Biographical details
- Born: May 31, 1958 (age 68) Stamford, Connecticut, U.S.

Playing career
- 1977–1981: Clark

Coaching career (HC unless noted)
- 1982–1983: Holy Cross (asst.)
- 1984–1987: Clark (asst.)
- 1987–1991: Clark
- 1991–1994: Fairfield (asst.)
- 1994–1998: George Washington (asst.)
- 1998–2003: St. John's (asst.)
- 2003–2004: St. John's (interim)
- 2004–2011: Rhode Island (asst.)
- 2011–present: Towson (asst.)

= Kevin Clark (basketball) =

American basketball player-coach

Kevin Clark (born May 31, 1958) is an assistant men's basketball coach at Towson University. He is probably most well known for his stint as the interim head coach at St. John's during the 2003–2004 season.

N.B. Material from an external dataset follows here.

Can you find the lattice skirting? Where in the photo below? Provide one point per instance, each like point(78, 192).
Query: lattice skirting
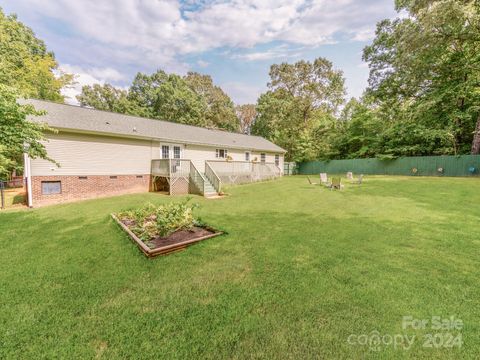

Clark was hired by Mike Jarvis as an assistant at George Washington in 1994, and followed him to St. John's in 1998. In December 2003, Jarvis was fired after a 2-4 start, and Clark was named as his replacement for the rest of the season. Under Clark, the Red Storm were fairly competitive in their first eight Big East Conference games, despite losing each one.

However, the season came unraveled on February 4, after a loss to Pittsburgh. Six players broke curfew and went to a club in downtown Pittsburgh. They took a woman they met there back to the team hotel for sex. Ultimately, one player was expelled, another withdrew from school, another was suspended from school for at least one year, two others were kicked off the team for the rest of the season and another was suspended for two games. School officials did not hold Clark responsible for the incident.

After team captain Andre Stanley was declared academically ineligible, the Red Storm were cut down to only eight players, including four walk-ons. Ultimately, the Red Storm finished 6-21, including a 1-15 record in Big East play—the worst season in the program's history.